Beyond US strategic interests lies another concern: what do Venezuelans think? The fact remains that while most may dislike—and hate—President Maduro, US sanctions are a failed and unpopular policy across most sectors. They have been called out for affecting the most vulnerable by members of opposition party Primero Justicia—whose leader is banned from running for president.
Venezuelan business organisations have also denounced the harmful effects of sanctions, which they say have constrained private activity. An executive, who did not wish to be named, said “Without the private sector flourishing, there is no funding for opposition parties, civil society, or the Catholic Church.” Who exactly wins with sanctions?

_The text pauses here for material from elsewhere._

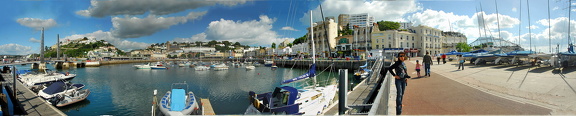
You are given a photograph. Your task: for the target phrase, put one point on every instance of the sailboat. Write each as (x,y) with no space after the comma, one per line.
(363,71)
(287,100)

We could certainly expect a quick snapback with measures targeted at individuals or sectors that are not strategic to the US. For example, had the OFAC removed officials from its blacklist it could easily add them back. However, the US government focused entirely on lifting sanctions on itself.
The Biden administration needs Venezuelan oil on the market—and Europe the natural gas. The consequences of conflicts in Ukraine and Gaza are only reinforcing the strategic significance of Venezuelan oil. It wants to show it is acting on illegal immigration. And, beyond that, the need to bring a key commodity producer closer to the West, in a context of great power competition.
On the other hand, President Maduro and his administration have been slowly adapting to the new environment and would likely be able to survive in power longer despite sanctions. They already weathered the worst part of the storm, amid threats of military intervention, mass unrest and the first shock caused by sanctions. Oil production has slowly, yet visibly risen over the months since lows in early 2020.
We could wait until Venezuela becomes another Cuba. Sixty-four years of communism, sixty-three years of embargo. Although Venezuela has vast reserves of oil, gas, gold, bauxite, and other resources. Perhaps it could become another Iran—another success of US foreign policy. China shudders at the thought of having to buy Venezuelan crude at a steep discount.